Mi hija Inés es lo mejor que me ha pasado en la vida

Este último año ha sido muy duro. Soy una persona entregada a mi profesión, que trabaja un promedio de dieciséis horas al día, desde los dieciocho años. Estos últimos meses han sido veinte horas al día. Recientemente, mi hija Inés hizo que me diera cuenta de que hace quinientos días que no disfruto de un día de vacaciones. Ella es lo mejor que me ha pasado en la vida. Cuando nació, me pregunté cómo había podido vivir sin ella, porque con ella experimenté un sentimiento de plenitud.

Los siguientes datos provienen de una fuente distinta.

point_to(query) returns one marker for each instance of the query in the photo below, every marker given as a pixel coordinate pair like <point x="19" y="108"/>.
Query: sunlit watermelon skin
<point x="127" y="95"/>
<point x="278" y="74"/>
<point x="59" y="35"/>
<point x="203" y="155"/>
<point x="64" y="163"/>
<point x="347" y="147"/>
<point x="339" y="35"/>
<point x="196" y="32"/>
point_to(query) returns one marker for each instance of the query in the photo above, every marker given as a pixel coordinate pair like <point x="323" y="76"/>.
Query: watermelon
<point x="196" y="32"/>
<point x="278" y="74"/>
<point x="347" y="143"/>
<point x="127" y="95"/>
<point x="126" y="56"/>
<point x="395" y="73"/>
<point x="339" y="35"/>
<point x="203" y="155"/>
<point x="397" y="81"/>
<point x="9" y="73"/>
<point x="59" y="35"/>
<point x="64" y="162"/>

Con trece años, mi hija está en plena adolescencia, pero suele sorprenderme con reflexiones que revelan su extraordinaria madurez. Como cuando la animaba a salir cada día a la ventana para aplaudir al personal sanitario. Me hizo ver la incongruencia de reconocer la labor de estos profesionales y, en cambio, obviar la de otros, como los de nuestras residencias que, constantemente, se dejan la piel por el bien común de la sociedad. Aun así, le animé a participar en aquella acción, cuyo ánimo albergaba un objetivo común. Porque el agradecimiento es una práctica poco habitual en la sociedad y resulta imprescindible.